Georg Loeschcke (28 June 1852 – 26 November 1915) was a German archaeologist born in Penig, Saxony.

He studied archaeology under Johannes Overbeck at Leipzig, afterwards continuing his education at the University of Bonn, where he was a student of Reinhard Kekulé von Stradonitz. In 1877–78 he participated in a study trip to Greece and Italy under the aegis of the Deutsches Archäologisches Institut. As a result of this research, he published with Adolf Furtwängler, Mykenische Thongefäße, a landmark work that provided important historical timelines for Mycenaean pottery. In their investigations of Mycenaean pottery, Loeschcke and Furtwängler gave distinctions between it and Geometric pottery.

In 1879 Loeschcke became a professor of philology and archaeology at the Imperial University of Dorpat, where he co-authored another important work on Mycenaean pottery with Furtwangler, titled Mykenische Vasen (1886). In 1887 he was appointed first secretary to the Deutsches Archäologisches Institut in Athens, and two years later succeeded Kekulé as professor at the University of Bonn. At Bonn, he was dean to the faculty (1895/96), university rector (1909/10) and director of the university museum (1889–1912). In 1912 he again succeeded Kekulé, in this instance as professor of classical archaeology at the University of Berlin. In 1913 Loeschcke was appointed a member of the Prussian Academy of Sciences.
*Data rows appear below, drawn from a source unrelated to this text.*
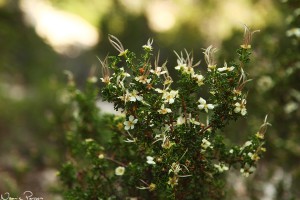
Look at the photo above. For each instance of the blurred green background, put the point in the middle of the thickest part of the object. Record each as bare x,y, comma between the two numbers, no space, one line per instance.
40,39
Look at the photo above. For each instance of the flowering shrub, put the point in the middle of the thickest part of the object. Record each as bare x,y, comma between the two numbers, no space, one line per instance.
169,142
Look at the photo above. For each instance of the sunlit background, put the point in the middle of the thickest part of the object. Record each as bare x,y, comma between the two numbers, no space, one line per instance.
39,39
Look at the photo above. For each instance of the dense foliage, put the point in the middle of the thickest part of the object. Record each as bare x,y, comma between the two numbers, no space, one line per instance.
168,144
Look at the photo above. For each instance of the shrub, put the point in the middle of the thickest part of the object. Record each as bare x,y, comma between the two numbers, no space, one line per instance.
168,143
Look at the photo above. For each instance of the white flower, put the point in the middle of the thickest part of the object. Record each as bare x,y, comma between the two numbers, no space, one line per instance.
180,65
164,110
169,97
193,121
199,79
130,123
241,107
119,171
248,143
134,96
101,156
225,68
221,167
175,168
210,58
150,160
204,105
158,71
143,79
247,170
125,97
205,143
180,120
148,46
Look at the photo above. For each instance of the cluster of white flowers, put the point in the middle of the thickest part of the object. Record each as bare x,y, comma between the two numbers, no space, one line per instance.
173,117
204,106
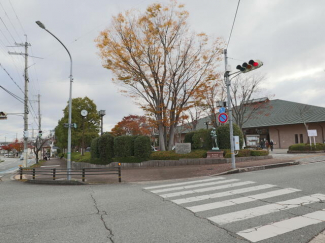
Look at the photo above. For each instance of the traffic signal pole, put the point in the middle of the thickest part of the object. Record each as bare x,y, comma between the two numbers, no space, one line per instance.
25,98
227,82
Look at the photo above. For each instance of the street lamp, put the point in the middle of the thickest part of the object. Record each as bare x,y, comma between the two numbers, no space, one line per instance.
101,113
41,25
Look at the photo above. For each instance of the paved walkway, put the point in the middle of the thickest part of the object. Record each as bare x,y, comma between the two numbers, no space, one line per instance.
177,172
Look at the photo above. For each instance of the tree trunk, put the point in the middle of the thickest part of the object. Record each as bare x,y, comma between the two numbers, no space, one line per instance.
171,137
161,138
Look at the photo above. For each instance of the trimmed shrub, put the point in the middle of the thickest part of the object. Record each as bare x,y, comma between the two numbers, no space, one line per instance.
202,139
306,147
224,136
94,149
106,147
123,146
259,153
171,155
142,147
189,138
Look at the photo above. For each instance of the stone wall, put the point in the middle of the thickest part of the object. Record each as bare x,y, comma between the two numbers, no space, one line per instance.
161,163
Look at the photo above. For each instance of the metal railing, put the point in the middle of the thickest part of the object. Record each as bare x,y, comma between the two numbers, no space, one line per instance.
54,173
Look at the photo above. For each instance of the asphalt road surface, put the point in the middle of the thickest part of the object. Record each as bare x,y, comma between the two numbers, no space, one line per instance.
276,205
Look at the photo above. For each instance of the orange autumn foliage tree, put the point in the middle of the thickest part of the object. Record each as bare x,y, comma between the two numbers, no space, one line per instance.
132,125
159,62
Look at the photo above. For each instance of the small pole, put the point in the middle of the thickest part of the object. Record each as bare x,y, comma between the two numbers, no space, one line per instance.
83,174
119,173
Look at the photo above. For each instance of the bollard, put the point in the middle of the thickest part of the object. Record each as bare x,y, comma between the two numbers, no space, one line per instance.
83,174
119,173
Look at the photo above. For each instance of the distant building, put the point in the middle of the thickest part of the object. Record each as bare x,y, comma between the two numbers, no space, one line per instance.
282,121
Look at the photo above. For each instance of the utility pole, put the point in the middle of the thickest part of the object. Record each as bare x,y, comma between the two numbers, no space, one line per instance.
227,81
26,97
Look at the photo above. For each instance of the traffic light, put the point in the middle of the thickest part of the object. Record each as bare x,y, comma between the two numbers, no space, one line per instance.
250,66
3,115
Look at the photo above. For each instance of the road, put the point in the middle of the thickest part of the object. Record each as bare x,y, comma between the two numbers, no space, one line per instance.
10,165
269,206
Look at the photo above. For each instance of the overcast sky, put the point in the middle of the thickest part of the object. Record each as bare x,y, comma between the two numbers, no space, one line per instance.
288,36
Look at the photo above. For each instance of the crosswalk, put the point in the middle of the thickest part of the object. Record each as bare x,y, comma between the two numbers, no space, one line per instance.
231,203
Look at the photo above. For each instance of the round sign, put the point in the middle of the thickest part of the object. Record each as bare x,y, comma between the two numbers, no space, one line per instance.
223,117
84,113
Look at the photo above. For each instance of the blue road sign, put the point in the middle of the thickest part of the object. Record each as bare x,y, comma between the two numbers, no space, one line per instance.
222,110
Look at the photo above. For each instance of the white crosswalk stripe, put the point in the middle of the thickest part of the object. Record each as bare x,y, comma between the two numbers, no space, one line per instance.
213,188
221,194
211,205
240,200
193,186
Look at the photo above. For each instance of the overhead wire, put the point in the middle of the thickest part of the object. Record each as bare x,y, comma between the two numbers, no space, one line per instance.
233,23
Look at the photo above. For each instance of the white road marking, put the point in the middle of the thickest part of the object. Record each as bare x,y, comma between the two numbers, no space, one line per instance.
183,183
213,188
193,186
281,227
221,194
240,200
263,210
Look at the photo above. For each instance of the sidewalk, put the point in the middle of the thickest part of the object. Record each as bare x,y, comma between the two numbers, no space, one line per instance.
179,172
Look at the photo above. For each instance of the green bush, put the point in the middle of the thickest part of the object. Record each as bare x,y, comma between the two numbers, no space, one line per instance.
224,136
306,147
202,139
171,155
106,147
142,147
245,153
94,148
123,146
189,138
259,152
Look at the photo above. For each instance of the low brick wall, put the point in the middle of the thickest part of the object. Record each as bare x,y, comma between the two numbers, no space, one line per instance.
162,163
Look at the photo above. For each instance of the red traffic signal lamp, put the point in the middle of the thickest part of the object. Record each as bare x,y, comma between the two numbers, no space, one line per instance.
250,66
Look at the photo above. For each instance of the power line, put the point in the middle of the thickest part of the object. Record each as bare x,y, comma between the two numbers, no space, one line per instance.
233,24
12,79
13,95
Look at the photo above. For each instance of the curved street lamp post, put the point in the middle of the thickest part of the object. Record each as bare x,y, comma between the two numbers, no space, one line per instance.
41,25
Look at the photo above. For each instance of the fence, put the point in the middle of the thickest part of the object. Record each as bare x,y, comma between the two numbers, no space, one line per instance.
62,173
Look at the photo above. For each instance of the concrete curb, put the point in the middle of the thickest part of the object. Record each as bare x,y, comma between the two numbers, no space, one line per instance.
57,182
259,167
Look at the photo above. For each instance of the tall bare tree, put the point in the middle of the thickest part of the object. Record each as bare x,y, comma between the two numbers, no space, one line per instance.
159,61
243,90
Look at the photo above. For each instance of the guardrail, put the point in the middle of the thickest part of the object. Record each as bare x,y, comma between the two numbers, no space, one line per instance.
54,173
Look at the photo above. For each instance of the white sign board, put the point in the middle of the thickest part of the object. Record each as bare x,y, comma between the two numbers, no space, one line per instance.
312,133
236,142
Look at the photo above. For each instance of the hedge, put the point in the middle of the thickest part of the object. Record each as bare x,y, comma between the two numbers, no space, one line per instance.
171,155
142,147
202,139
306,147
94,149
223,134
189,138
106,147
123,146
245,153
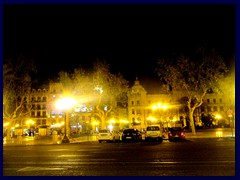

Loeschcke performed archaeological investigations of "Limes Germanicus", which were a series of frontier forts that bounded the ancient Roman provinces of Rhaetia and Germania Superior. He also performed investigations at the Kaiserthermen (Imperial Baths in Trier) and at the Roman camp in Haltern.

In 1915 he married fellow archaeologist Charlotte Fränkel.